On the brink of a full-scale trade war with the EU, China is panicking and offering deals to German carmakers in an attempt to bring things back from the brink.
The world’s second-largest economy proposed reducing the existing 15% tariff on large-engine cars imported from EU countries to persuade Germany to let the EU cancel the 38.1% tariff on Chinese electric vehicles announced last week. Burundi The report quoted people familiar with the matter.
Chinese Commerce Minister Wang Wentao proposed the deal during a meeting with his German counterpart Robert Habeck in Beijing over the weekend, according to a person familiar with the matter. Burundi. It’s unclear whether the incentive, which would greatly benefit German carmakers, will change the EU’s stance, but it could persuade Germany to use its influence as the bloc’s largest economy before tariffs are scheduled for July 4. Terms may be changed before taking effect.
China’s incentives contrast with the knee-jerk reaction to last week’s announcement of EU tariffs. China announced an anti-dumping investigation into pork imports from the EU after the EU voted to impose tariffs of up to 38.1% on Chinese-made cars produced by some of the country’s largest carmakers. Chinese customs data shows that last year, more than half of the pork imported by China, the world’s largest pork consumer, came from the EU. China has also threatened to increase tariffs on large-engine cars to as much as 25%, which would directly impact German carmakers.
Whether as an incentive or a threat, China is eager to remove EU tariffs.

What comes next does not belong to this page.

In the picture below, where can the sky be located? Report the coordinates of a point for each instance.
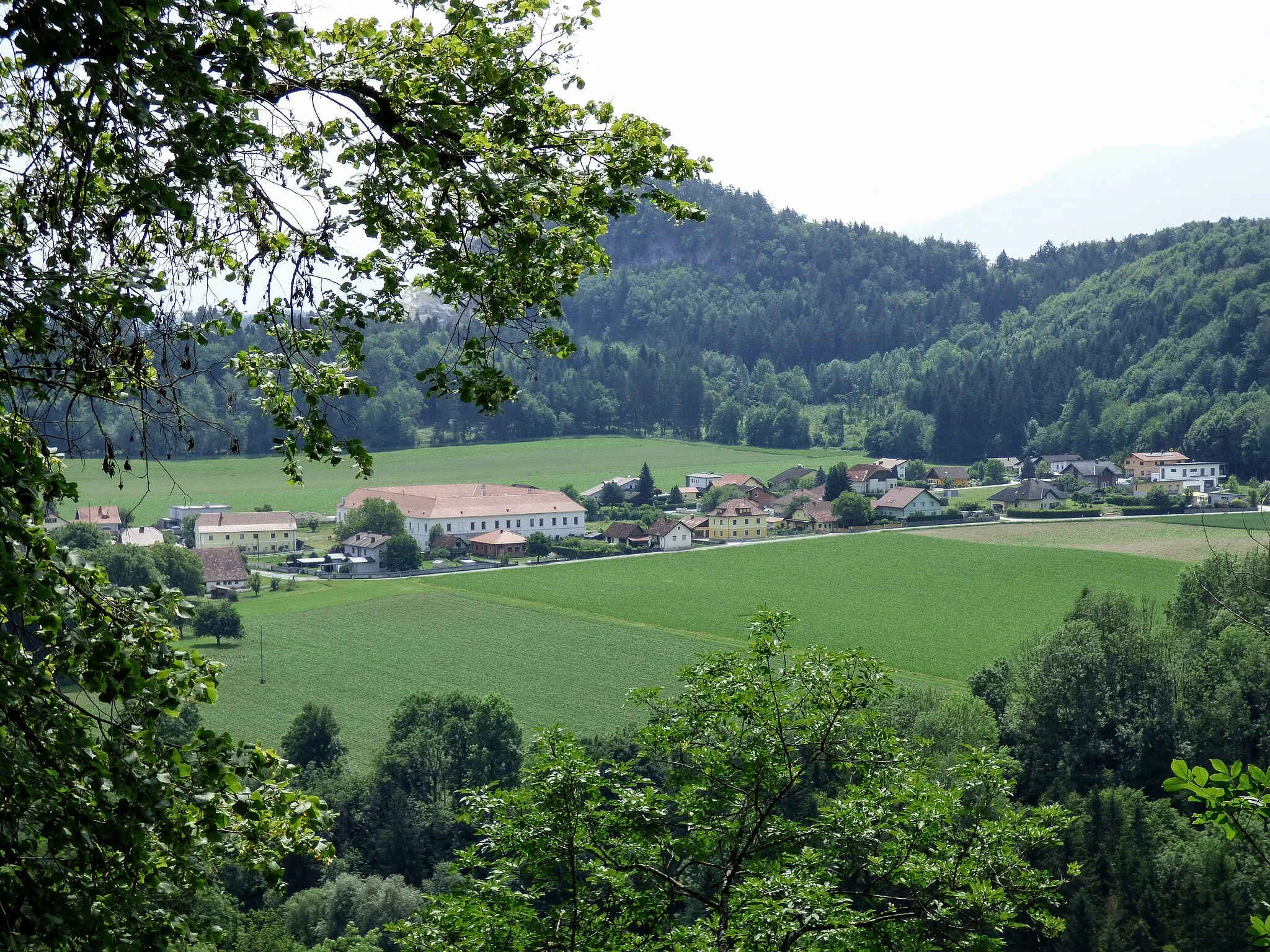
(897, 113)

From January to April, 37% of China’s electric vehicles were exported to EU member states. Chinese automakers already face a 102.5% tariff imposed by President Joe Biden last month, and Canada said on Monday it was also considering imposing tariffs on Chinese electric vehicles.
The inducement of lower tariffs on imported cars from China is also attractive to German automakers. Sales to China accounted for about a third of Germany’s total car sales last year, but the once dominant German automakers are increasingly facing brutal pressure from Chinese auto companies.

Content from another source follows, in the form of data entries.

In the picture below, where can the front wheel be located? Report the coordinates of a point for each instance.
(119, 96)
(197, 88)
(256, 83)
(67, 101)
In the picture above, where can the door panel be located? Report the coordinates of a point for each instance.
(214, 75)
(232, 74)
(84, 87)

Last year, Volkswagen was overtaken by domestic automaker BYD as China’s best-selling car brand. For cars above $34,500, German brands’ market share is expected to fall from 60% in 2020 to 45% in 2023. wall street journal The report cited Bernstein’s data.
Lower tariffs could help boost German automakers’ competition with Chinese rivals. The German Automobile Industry Association has issued a statement making it clear that the new tariffs will do more harm than good.
“The potential harm caused by the measures now announced may outweigh the potential benefits to the European (especially German) automotive industry,” the association said in a statement.
Despite the heated rhetoric between the EU and China, the two countries are still expected to avoid a full-blown trade war. Brussels and Beijing will begin negotiations on electric vehicle tariffs this week, according to a statement from the Chinese Ministry of Commerce.
In a weekend meeting with Germany’s Harbeck, Chinese Commerce Minister Wang Yi said China was open to negotiations but also warned it was not afraid of retaliation.
“If the EU is sincere, China hopes to start negotiations as soon as possible; if the EU is sincere, China hopes to start negotiations as soon as possible.” According to Chinese official media reports, Wang Yi said that if the EU insists on going its own way, China will take all necessary actions to defend its own interests.